Article activity feed

  1. Evaluation Summary:

    This manuscript describing GENESPACE was found to be of high interest for the genomics community across many different fields. GENESPACE is a new and straightforward computational tool to include synteny information in the calculation of genome-wide sets of orthologs. This is very timely as more and more chromosome-scale assembled genomes are becoming available.

    (This preprint has been reviewed by eLife. We include the public reviews from the reviewers here; the authors also receive private feedback with suggested changes to the manuscript. The reviewers remained anonymous to the authors.)
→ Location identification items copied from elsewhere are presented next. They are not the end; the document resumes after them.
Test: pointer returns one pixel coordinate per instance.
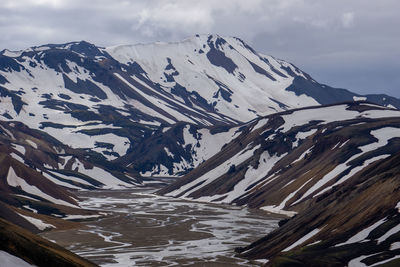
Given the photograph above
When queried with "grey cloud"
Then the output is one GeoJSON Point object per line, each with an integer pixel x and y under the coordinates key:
{"type": "Point", "coordinates": [351, 43]}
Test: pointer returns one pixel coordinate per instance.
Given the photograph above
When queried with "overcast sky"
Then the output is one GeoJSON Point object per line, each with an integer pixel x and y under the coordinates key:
{"type": "Point", "coordinates": [353, 44]}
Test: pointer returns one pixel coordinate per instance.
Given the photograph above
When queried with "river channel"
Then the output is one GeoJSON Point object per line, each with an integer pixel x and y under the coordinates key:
{"type": "Point", "coordinates": [143, 229]}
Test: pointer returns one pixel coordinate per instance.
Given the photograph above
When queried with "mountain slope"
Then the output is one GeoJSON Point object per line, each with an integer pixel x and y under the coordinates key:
{"type": "Point", "coordinates": [36, 170]}
{"type": "Point", "coordinates": [35, 250]}
{"type": "Point", "coordinates": [336, 167]}
{"type": "Point", "coordinates": [107, 100]}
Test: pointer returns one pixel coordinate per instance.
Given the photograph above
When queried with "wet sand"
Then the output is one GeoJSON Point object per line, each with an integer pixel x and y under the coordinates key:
{"type": "Point", "coordinates": [142, 229]}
  2. Reviewer #1 (Public Review):

    In this manuscript John Lovell and colleagues introduce GENESPACE. GENESPACE is a computational tool that filters (gene sequence based) ortholog annotations by considering the location in the genome to restrict orthologous relationships to syntenic regions. The syntenic regions can be selected according to the context of the study, for example to in- or exclude homeologous regions. In addition, GENESPACE uses its ortholog annotation for the definition of syntenic regions across the focal genomes so that broad-scale chromosomal events can be visualized in an evolutionary context. The manuscript then continues to show the application of GENESPACE in three different scenarios. The first analysis makes use of the broad-scale synteny annotation of GENESPACE to analyze the origin of vertebrate sex chromosomes. The second analysis explores synteny in grass genomes, and evaluates the possibility to find PAV in these genomes given three previously defined QTL regions where a single parental allele induced the phenotypic variation. The third application deals with the assignment of paralogs within grass genomes introduced by the ancient Rho WGD. Using GENESPACE's feature to ignore the first (best) hits (orthologs), it is possible to assign WGD-induced paralogs. GENESPACE seems to be highly useful in practice, and I do not know any other tool that would perform a similar task. I would envision the broad application of GENESPACE as it is agnostic to the species or species group as long as chromosome-level assemblies are available.
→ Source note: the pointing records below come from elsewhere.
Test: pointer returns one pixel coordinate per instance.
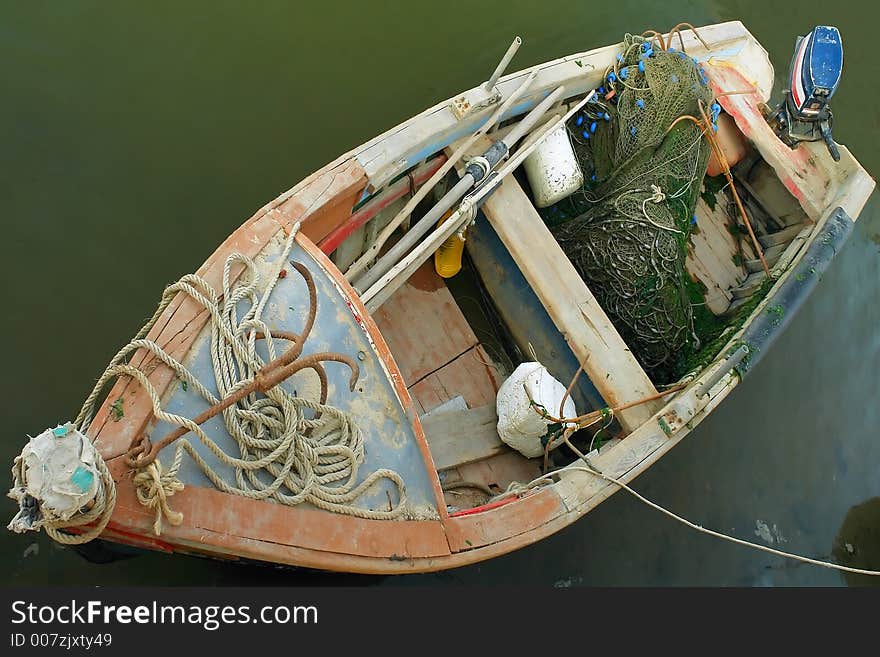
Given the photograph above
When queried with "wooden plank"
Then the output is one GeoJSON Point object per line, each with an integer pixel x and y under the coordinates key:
{"type": "Point", "coordinates": [459, 437]}
{"type": "Point", "coordinates": [590, 334]}
{"type": "Point", "coordinates": [472, 375]}
{"type": "Point", "coordinates": [423, 325]}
  3. Reviewer #2 (Public Review):

    The new tool GENESPACE implements a pipeline in R that combines two existing tools, OrthoFinder and MCScanX. OrthoFinder is a popular tool for finding certain groups of homologous genes within the sets of protein sequences of multiple species. It thereby constructs gene trees as well as a species tree in order to distinguish orthologs from paralogs and produces 'orthogroups'. OrthoFinder does not use the positions of the genes in the genome. The older MCScanX finds syntenic regions between multiple genomes. The GENESPACE pipeline calls OrthoFinder and MCScanX to identify orthogroups, using synteny to prevent that gene pairs are in an orthogroup that are not syntenically matched.
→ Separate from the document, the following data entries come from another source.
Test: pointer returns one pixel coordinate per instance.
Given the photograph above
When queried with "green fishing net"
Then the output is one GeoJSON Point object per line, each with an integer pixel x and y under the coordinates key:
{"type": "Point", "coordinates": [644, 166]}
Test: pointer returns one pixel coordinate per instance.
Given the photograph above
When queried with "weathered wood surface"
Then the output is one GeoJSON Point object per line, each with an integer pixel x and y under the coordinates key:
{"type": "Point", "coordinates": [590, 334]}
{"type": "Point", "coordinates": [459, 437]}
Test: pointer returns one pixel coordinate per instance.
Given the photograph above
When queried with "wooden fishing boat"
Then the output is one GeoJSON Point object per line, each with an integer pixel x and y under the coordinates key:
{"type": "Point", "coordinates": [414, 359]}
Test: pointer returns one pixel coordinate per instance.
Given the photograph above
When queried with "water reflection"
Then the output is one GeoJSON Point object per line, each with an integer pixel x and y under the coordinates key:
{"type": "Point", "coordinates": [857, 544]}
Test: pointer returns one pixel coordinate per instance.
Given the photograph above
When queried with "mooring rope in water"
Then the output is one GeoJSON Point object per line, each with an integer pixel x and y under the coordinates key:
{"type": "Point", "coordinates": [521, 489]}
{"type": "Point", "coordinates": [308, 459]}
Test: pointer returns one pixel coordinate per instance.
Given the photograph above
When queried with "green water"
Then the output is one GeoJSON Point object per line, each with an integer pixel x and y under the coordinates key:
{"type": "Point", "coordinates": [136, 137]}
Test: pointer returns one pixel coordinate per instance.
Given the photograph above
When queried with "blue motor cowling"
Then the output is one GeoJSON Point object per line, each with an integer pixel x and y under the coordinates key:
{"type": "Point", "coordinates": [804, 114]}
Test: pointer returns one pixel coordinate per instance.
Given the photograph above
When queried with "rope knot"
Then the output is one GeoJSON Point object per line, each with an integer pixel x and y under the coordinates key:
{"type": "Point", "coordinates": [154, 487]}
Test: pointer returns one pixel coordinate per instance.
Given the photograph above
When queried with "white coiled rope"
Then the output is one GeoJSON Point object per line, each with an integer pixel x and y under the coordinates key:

    The R package is relatively easy to install and run, the provided example runs through smoothly and it is straightforward to apply it to another annotated set of related genomes. The riparian plots give a good overview over large scale rearrangements and look neat although they are generated automatically. The 'pangenome' table of orthologous genes provide copy number differences and can be used to start any downstream analysis for orthologous sets of genes, such as a search for positive selection or accelerated evolution.

    The paper discusses several application cases of GENESPACE that are likely of great interest to the respective genomics communities. Unfortunately, though, it is not going into details when describing the algorithm. The method description that was given is not always clear.

    The plausibility and a better performance than OrthoFinder and MCScanX on their respective tasks is shown on polyploid and relatively closely related cotton genomes. However, a more comprehensive benchmark, in particular on data where the synteny is less pronounced was not done. It is therefore not clear up to what degree of synteny GENESPACE is better than OrthoFinder at inferring orthogroups.